In the years since Orange’s premiere, Netflix has seized on diversity as something of a calling card. Often, the company has done so cynically, as when it attempted to soften the blow of cancelling One Day at a Time by touting its bona fides. But Netflix has also backed this rhetoric up with real investment, starting with a show about women of every age, race, size, and sexual orientation forced to endure together. The animated rainbow logo that plays before every Netflix product stands for the queasy idea that catering to every demographic is good business for a corporation that wants to be in every household. Yet Orange was an early indication that Netflix’s global ambitions could also incentivize good art.

Season 7 of Orange is neither its worst nor its best. For a deliberately decentralized patchwork, an ending is an inherently tricky exercise. Why stop now when you’ve already made the case you could go on forever? The prison-industrial complex isn’t going to wind down anytime soon, nor will Litchfield run out of inmates. Orange tries to maneuver around this problem by awkwardly reattaching itself to Piper’s journey as she navigates parole, though the audience has long stopped viewing her as a surrogate. Still, Orange admirably multitasks by introducing yet more women for the system to indifferently persecute and the show to empathetically shade in, many of them through a topical subplot set at an ICE detention center. (One of the more tragic indications that Orange was well ahead of its time is how well positioned it is to address the carceral state’s latest horrific outgrowth.)

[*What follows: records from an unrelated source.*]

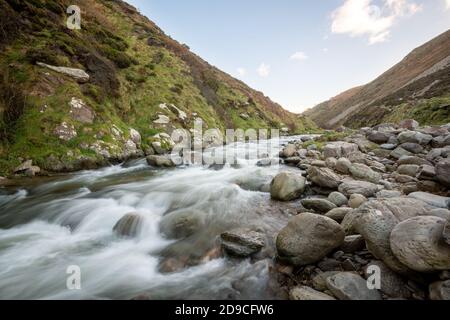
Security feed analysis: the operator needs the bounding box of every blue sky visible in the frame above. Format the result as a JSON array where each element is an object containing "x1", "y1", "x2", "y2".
[{"x1": 126, "y1": 0, "x2": 450, "y2": 113}]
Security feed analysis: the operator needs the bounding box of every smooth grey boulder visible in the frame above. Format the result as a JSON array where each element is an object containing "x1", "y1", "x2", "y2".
[
  {"x1": 400, "y1": 143, "x2": 423, "y2": 154},
  {"x1": 338, "y1": 179, "x2": 379, "y2": 197},
  {"x1": 429, "y1": 281, "x2": 450, "y2": 300},
  {"x1": 390, "y1": 216, "x2": 450, "y2": 272},
  {"x1": 289, "y1": 286, "x2": 336, "y2": 300},
  {"x1": 398, "y1": 130, "x2": 433, "y2": 145},
  {"x1": 368, "y1": 131, "x2": 390, "y2": 144},
  {"x1": 301, "y1": 198, "x2": 337, "y2": 214},
  {"x1": 147, "y1": 155, "x2": 175, "y2": 167},
  {"x1": 364, "y1": 261, "x2": 410, "y2": 298},
  {"x1": 325, "y1": 207, "x2": 353, "y2": 222},
  {"x1": 408, "y1": 192, "x2": 450, "y2": 209},
  {"x1": 307, "y1": 166, "x2": 342, "y2": 189},
  {"x1": 349, "y1": 163, "x2": 381, "y2": 183},
  {"x1": 270, "y1": 172, "x2": 306, "y2": 201},
  {"x1": 281, "y1": 144, "x2": 297, "y2": 158},
  {"x1": 397, "y1": 164, "x2": 420, "y2": 177},
  {"x1": 326, "y1": 272, "x2": 382, "y2": 300},
  {"x1": 436, "y1": 159, "x2": 450, "y2": 187},
  {"x1": 220, "y1": 228, "x2": 265, "y2": 257},
  {"x1": 390, "y1": 147, "x2": 413, "y2": 160},
  {"x1": 159, "y1": 209, "x2": 204, "y2": 239},
  {"x1": 335, "y1": 157, "x2": 352, "y2": 174},
  {"x1": 276, "y1": 213, "x2": 345, "y2": 266},
  {"x1": 328, "y1": 192, "x2": 348, "y2": 207}
]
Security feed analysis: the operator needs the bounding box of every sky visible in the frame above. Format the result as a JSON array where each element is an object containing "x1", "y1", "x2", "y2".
[{"x1": 125, "y1": 0, "x2": 450, "y2": 113}]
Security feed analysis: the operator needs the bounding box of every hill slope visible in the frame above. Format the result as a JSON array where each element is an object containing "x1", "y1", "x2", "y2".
[
  {"x1": 304, "y1": 29, "x2": 450, "y2": 129},
  {"x1": 0, "y1": 0, "x2": 316, "y2": 175}
]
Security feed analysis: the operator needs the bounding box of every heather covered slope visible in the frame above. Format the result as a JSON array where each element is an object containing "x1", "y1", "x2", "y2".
[
  {"x1": 304, "y1": 29, "x2": 450, "y2": 129},
  {"x1": 0, "y1": 0, "x2": 316, "y2": 175}
]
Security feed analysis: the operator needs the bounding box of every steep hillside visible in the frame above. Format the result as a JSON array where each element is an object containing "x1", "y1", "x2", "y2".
[
  {"x1": 0, "y1": 0, "x2": 316, "y2": 175},
  {"x1": 304, "y1": 29, "x2": 450, "y2": 129}
]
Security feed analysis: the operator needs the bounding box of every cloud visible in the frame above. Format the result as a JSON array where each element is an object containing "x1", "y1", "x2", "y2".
[
  {"x1": 237, "y1": 68, "x2": 247, "y2": 77},
  {"x1": 331, "y1": 0, "x2": 422, "y2": 44},
  {"x1": 446, "y1": 0, "x2": 450, "y2": 10},
  {"x1": 290, "y1": 51, "x2": 308, "y2": 61},
  {"x1": 322, "y1": 48, "x2": 329, "y2": 53},
  {"x1": 257, "y1": 63, "x2": 270, "y2": 77}
]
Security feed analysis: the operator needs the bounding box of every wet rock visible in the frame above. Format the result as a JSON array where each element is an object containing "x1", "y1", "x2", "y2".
[
  {"x1": 399, "y1": 119, "x2": 419, "y2": 130},
  {"x1": 220, "y1": 228, "x2": 265, "y2": 257},
  {"x1": 325, "y1": 207, "x2": 353, "y2": 222},
  {"x1": 276, "y1": 213, "x2": 345, "y2": 266},
  {"x1": 436, "y1": 159, "x2": 450, "y2": 187},
  {"x1": 270, "y1": 172, "x2": 306, "y2": 201},
  {"x1": 301, "y1": 198, "x2": 337, "y2": 214},
  {"x1": 400, "y1": 143, "x2": 423, "y2": 154},
  {"x1": 328, "y1": 192, "x2": 348, "y2": 207},
  {"x1": 338, "y1": 179, "x2": 379, "y2": 197},
  {"x1": 113, "y1": 213, "x2": 144, "y2": 237},
  {"x1": 312, "y1": 271, "x2": 340, "y2": 291},
  {"x1": 408, "y1": 192, "x2": 450, "y2": 209},
  {"x1": 341, "y1": 235, "x2": 366, "y2": 253},
  {"x1": 348, "y1": 194, "x2": 367, "y2": 209},
  {"x1": 397, "y1": 164, "x2": 420, "y2": 177},
  {"x1": 429, "y1": 281, "x2": 450, "y2": 300},
  {"x1": 390, "y1": 216, "x2": 450, "y2": 272},
  {"x1": 390, "y1": 147, "x2": 413, "y2": 160},
  {"x1": 281, "y1": 144, "x2": 297, "y2": 158},
  {"x1": 146, "y1": 155, "x2": 175, "y2": 167},
  {"x1": 349, "y1": 163, "x2": 381, "y2": 183},
  {"x1": 326, "y1": 272, "x2": 382, "y2": 300},
  {"x1": 289, "y1": 286, "x2": 336, "y2": 300},
  {"x1": 37, "y1": 62, "x2": 89, "y2": 83},
  {"x1": 364, "y1": 261, "x2": 410, "y2": 298},
  {"x1": 307, "y1": 166, "x2": 342, "y2": 189},
  {"x1": 335, "y1": 157, "x2": 352, "y2": 174},
  {"x1": 284, "y1": 157, "x2": 301, "y2": 165},
  {"x1": 160, "y1": 209, "x2": 204, "y2": 239},
  {"x1": 398, "y1": 131, "x2": 433, "y2": 145}
]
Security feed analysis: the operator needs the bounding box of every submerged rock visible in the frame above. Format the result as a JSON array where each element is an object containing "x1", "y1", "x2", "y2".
[
  {"x1": 146, "y1": 155, "x2": 175, "y2": 167},
  {"x1": 113, "y1": 213, "x2": 144, "y2": 237},
  {"x1": 159, "y1": 209, "x2": 204, "y2": 239},
  {"x1": 220, "y1": 228, "x2": 265, "y2": 257}
]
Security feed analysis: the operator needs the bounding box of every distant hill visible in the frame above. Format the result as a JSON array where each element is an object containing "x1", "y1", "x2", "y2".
[
  {"x1": 304, "y1": 29, "x2": 450, "y2": 129},
  {"x1": 0, "y1": 0, "x2": 316, "y2": 175}
]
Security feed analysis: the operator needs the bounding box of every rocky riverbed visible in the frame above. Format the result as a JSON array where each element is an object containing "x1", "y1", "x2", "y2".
[{"x1": 0, "y1": 120, "x2": 449, "y2": 300}]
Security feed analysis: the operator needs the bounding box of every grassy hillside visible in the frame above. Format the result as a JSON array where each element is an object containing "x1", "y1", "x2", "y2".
[
  {"x1": 304, "y1": 29, "x2": 450, "y2": 129},
  {"x1": 0, "y1": 0, "x2": 317, "y2": 176}
]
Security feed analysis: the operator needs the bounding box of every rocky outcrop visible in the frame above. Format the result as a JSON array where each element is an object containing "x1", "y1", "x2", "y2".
[{"x1": 37, "y1": 62, "x2": 90, "y2": 83}]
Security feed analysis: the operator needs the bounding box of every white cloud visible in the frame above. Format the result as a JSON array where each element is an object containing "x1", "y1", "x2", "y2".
[
  {"x1": 322, "y1": 48, "x2": 329, "y2": 53},
  {"x1": 290, "y1": 51, "x2": 308, "y2": 61},
  {"x1": 257, "y1": 63, "x2": 270, "y2": 77},
  {"x1": 237, "y1": 68, "x2": 247, "y2": 77},
  {"x1": 331, "y1": 0, "x2": 422, "y2": 44},
  {"x1": 446, "y1": 0, "x2": 450, "y2": 10}
]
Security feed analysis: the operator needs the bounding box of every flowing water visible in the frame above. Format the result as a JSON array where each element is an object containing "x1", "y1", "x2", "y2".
[{"x1": 0, "y1": 136, "x2": 312, "y2": 300}]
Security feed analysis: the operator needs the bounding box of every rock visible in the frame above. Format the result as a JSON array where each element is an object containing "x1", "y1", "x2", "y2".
[
  {"x1": 160, "y1": 209, "x2": 203, "y2": 239},
  {"x1": 146, "y1": 155, "x2": 175, "y2": 167},
  {"x1": 444, "y1": 218, "x2": 450, "y2": 245},
  {"x1": 220, "y1": 228, "x2": 265, "y2": 257},
  {"x1": 311, "y1": 160, "x2": 326, "y2": 167},
  {"x1": 365, "y1": 159, "x2": 386, "y2": 173},
  {"x1": 397, "y1": 156, "x2": 432, "y2": 166},
  {"x1": 24, "y1": 166, "x2": 41, "y2": 177},
  {"x1": 54, "y1": 122, "x2": 77, "y2": 141},
  {"x1": 36, "y1": 62, "x2": 89, "y2": 83},
  {"x1": 376, "y1": 190, "x2": 402, "y2": 198},
  {"x1": 408, "y1": 192, "x2": 450, "y2": 209},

On top of these already significant undertakings, Orange lumps in the standard final-season work of revisiting old friends, whether transferred prisoners or fired guards. Understandably, the episodes visibly strain to accomplish everything they set out to, particularly toward the very end. Delivering closure, let alone dozens of forms of it, is hard. But there’s arguably no more Orange way to go out than biting off slightly more than it can chew. Besides, exactly how Orange ends is of little significance compared to how it will live on—and that was guaranteed long ago.